Senza esitare, mi ha risposto:
-Mi interessa il potere. Voglio avere il potere di decidere. Fino ad ora sei stato l’unico a dominare questo corpo, ma in realtà non ti appartiene. E’ grazie a me che questo corpo sopravvive, sono io che lo alimento e che processo tutto il cibo che mandi giù.
Mi sono fatto forza e gli ho risposto:
-Smettila con queste idiozie rivoluzionarie! Come posso cederti il mio potere decisionale? Come farò a fare tutte le cose che devo fare, ad esempio andare a lavoro o studiare? Non è così semplice.
Le pance, lo sanno tutti, sono molto testarde e la mia non fa eccezione.
-Tu non fai niente per questo corpo, facciamo tutto noi, i tuoi organi. Io li rappresento tutti, e abbiamo deciso all’unanimità che sei superfluo, quindi ti elimineremo.
-Ma il mio corpo non può sollevarsi contro di me! Chi sono io? Non conto più nulla? – ho chiesto disperato.
-Nulla. Non esisti. Sei un prodotto della società inutile e irrilevante, come la maggior parte dei tuoi simili. Perciò noi pance ci siamo unite e abbiamo deciso di instaurare la dittatura del “panciariato” che porterà ad una forma di democrazia superiore.
La nostra conversazione andò avanti a lungo e la gente che camminava nella Plaza Altamira cominciò a depositare delle monete ai miei piedi. Credevano che avessi montato uno show politico mentre parlavo con la mia pancia, ed erano ben disposti a pagarmi per continuare ad esibirmi. Ogni volta che la pancia ribadiva i diritti del panciariato, ridevano tutti. Quando la nostra discussione terminò, mi accorsi che avevo accumulato moltissimi soldi e pensai che avrei potuto guadagnarmi da vivere in quel modo. In fondo, come avrei potuto tornare a lavorare in ufficio con quel pancione parlante? Sarebbe stato uno scandalo. E così, con quell’idea in testa, me ne tornai tranquillamente a casa.

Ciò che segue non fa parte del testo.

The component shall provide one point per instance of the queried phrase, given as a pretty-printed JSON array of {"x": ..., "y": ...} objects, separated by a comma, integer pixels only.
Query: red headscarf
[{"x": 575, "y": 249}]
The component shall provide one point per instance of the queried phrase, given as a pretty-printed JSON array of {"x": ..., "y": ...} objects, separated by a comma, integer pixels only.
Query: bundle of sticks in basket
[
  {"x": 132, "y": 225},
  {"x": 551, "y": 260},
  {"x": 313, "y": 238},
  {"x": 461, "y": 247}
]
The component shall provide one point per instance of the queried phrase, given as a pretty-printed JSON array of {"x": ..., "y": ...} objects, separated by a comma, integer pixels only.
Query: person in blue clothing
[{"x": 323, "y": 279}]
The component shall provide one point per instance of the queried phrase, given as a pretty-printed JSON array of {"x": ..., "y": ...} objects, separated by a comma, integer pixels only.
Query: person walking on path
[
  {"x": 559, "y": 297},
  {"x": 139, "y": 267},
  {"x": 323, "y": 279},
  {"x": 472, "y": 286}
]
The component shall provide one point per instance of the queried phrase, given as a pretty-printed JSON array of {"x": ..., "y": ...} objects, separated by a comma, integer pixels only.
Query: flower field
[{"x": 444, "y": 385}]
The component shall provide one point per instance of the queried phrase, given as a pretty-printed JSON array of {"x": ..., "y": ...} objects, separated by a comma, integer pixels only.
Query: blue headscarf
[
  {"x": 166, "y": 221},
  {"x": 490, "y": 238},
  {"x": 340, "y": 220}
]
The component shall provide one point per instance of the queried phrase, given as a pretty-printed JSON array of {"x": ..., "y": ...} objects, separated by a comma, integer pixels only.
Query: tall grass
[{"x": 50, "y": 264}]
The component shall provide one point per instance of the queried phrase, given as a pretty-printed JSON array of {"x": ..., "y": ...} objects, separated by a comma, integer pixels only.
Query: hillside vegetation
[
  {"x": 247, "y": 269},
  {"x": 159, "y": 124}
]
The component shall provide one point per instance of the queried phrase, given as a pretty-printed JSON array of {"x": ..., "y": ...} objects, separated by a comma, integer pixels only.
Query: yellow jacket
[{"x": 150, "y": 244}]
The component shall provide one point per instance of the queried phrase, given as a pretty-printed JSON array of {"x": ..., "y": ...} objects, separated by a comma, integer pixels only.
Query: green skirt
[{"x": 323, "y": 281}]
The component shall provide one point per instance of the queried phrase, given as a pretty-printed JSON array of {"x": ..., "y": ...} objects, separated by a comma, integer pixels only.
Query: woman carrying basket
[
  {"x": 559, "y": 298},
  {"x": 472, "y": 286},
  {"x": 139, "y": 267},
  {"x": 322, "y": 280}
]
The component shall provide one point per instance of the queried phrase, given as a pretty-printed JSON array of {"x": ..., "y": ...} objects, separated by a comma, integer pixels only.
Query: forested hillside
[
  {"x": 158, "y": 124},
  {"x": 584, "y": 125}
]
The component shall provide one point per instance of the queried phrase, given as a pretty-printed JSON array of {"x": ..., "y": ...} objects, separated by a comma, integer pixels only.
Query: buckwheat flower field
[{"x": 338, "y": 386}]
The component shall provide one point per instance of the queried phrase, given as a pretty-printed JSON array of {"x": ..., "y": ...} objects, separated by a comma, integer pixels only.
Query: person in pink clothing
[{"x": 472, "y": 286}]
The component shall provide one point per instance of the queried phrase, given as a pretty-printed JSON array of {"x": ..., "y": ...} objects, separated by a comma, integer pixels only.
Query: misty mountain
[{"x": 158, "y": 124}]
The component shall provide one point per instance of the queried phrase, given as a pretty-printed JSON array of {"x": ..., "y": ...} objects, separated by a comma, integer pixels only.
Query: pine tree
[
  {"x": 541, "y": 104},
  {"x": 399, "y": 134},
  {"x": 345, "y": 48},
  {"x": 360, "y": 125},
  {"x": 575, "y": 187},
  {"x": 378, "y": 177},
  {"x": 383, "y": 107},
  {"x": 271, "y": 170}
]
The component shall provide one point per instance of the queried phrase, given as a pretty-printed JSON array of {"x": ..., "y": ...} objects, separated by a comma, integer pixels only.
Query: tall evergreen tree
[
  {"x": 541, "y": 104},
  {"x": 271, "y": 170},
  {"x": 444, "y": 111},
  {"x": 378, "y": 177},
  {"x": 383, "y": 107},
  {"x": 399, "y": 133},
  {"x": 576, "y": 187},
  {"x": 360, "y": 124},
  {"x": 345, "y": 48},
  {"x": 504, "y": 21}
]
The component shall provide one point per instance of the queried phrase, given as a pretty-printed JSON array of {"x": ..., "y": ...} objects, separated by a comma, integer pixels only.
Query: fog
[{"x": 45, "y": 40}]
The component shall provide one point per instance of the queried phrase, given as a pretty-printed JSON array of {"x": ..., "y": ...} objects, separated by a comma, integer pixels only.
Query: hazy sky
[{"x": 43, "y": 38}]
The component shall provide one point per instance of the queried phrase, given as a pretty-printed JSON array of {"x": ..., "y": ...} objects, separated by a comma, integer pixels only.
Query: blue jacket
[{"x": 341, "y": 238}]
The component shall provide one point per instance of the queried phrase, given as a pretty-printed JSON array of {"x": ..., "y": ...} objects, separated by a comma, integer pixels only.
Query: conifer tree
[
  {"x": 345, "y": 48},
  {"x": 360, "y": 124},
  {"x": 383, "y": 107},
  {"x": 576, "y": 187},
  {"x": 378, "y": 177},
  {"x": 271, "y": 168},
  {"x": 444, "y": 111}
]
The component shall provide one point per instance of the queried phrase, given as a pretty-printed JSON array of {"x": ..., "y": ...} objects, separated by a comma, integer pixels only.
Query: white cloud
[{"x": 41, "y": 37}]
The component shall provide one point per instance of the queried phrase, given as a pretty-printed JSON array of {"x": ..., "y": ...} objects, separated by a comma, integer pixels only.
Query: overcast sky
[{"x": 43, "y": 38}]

La mattina seguente fui svegliato dalla voce rabbiosa della pancia che protestava. Si lamentava perché si stava annoiando, niente di meno. Guardai l’orologio e vidi che avevo ancora sufficiente tempo per fare colazione prima del mio appuntamento col dottore, ed andai in cucina. All’improvviso, mentre preparavo qualcosa da mangiare, vedo che dalla pancia fuoriescono un paio di mani, e poi due piedi. In preda al panico, ho chiamato il dottore e gli ho spiegato cosa stesse succedendo.
-Non si preoccupi – mi ha detto – succede spesso alla gente dopo i quarant’anni. Si tratta di una crisi di “demencia abdominalis”, ma appena la pancia smetterà di crescere la situazione si normalizzerà, anzi si acquista un forte senso pratico dinanzi alle difficoltà dell’invecchiamento. Purtroppo la scienza non ha ancora scoperto le cause di questo fenomeno.
Sbalordito da quella risposta, ho confermato che sarei andato all’appuntamento delle dieci. Ho riattaccato il telefono e in quel momento ho visto una spalla che fuoriusciva dal mio addome. Di lì a poco fui ingurgitato dal mio stesso corpo e sono diventato la pancia della mia pancia, che è diventata un corpo. Non so cosa faccia con questo corpo, perché non ho né occhi per vedere né bocca per protestare, ma non ho perso l’udito e ho sentito che il medico le diceva di non preoccuparsi, perché tutto tornerà presto alla normalità.
Ho deciso di organizzare una controrivoluzione e ho provato a parlare con i reni e i polmoni, ma non mi hanno preso sul serio. E’ intervenuto il fegato, e sapete cosa mi ha detto?
-Lascia perdere Fabrizio. I politici sono tutti uguali.